Allowing religious schools such as St. Isidore’s to participate in a state’s charter school program is merely a natural application of this principle of fairness. But what about the Establishment Clause?

Oklahoma Attorney General Gentner Drummond argued that certifying St. Isidore’s as a charter school would violate the Establishment Clause.

His argument has some appeal, particularly for secularists who want public schools to have a virtual monopoly over America’s educational system. Granted, the Supreme Court has repeatedly held that the Establishment Clause prohibits public schools from providing religious instruction. Private schools, by contrast, are free to do so. Charter schools receive public funding, but they are privately established and controlled schools with minimal regulatory oversight by the government.

Consequently, charter schools are not state actors. And because they are not state actors, a charter school’s endorsement of any particular religion does not constitute a violation of the Establishment Clause.

Success secularism can't match

Charter schools currently exist in 45 states and the District of Columbia.

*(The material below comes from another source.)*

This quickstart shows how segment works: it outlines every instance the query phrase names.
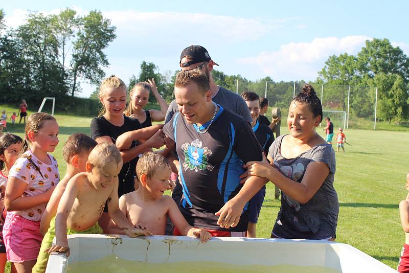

A recent study reveals that charter-school students “show greater academic gains than their peers in traditional public schools.” The study also found that “charter students in poverty had stronger growth, equal to seventeen additional days of learning in math and twenty-three additional days of learning in reading, than their [traditional public school] peers in poverty.”

As for the benefits of a Catholic education, Catholic school students “continue to outpace public schools in math and reading, while public school student achievement has not returned to pre-pandemic levels and reading scores continue to decline following a sobering trend last reported in 2022.”

Denying American families access to the winning combination of a Catholic charter school, then, is not only unconstitutional but also unconscionable.

The split decision affirming the Oklahoma Supreme Court means that families in the Sooner State cannot yet benefit from the stellar Catholic education offered by St. Isidore's as a charter school.

Still, it needs repeating: The order does not set precedent. The question of whether the Constitution allows a state to exclude religious schools from its charter program is not settled.

A call for clarification will likely be before the court soon and, with a full bench, we should expect that principles of fairness and religious freedom will prevail.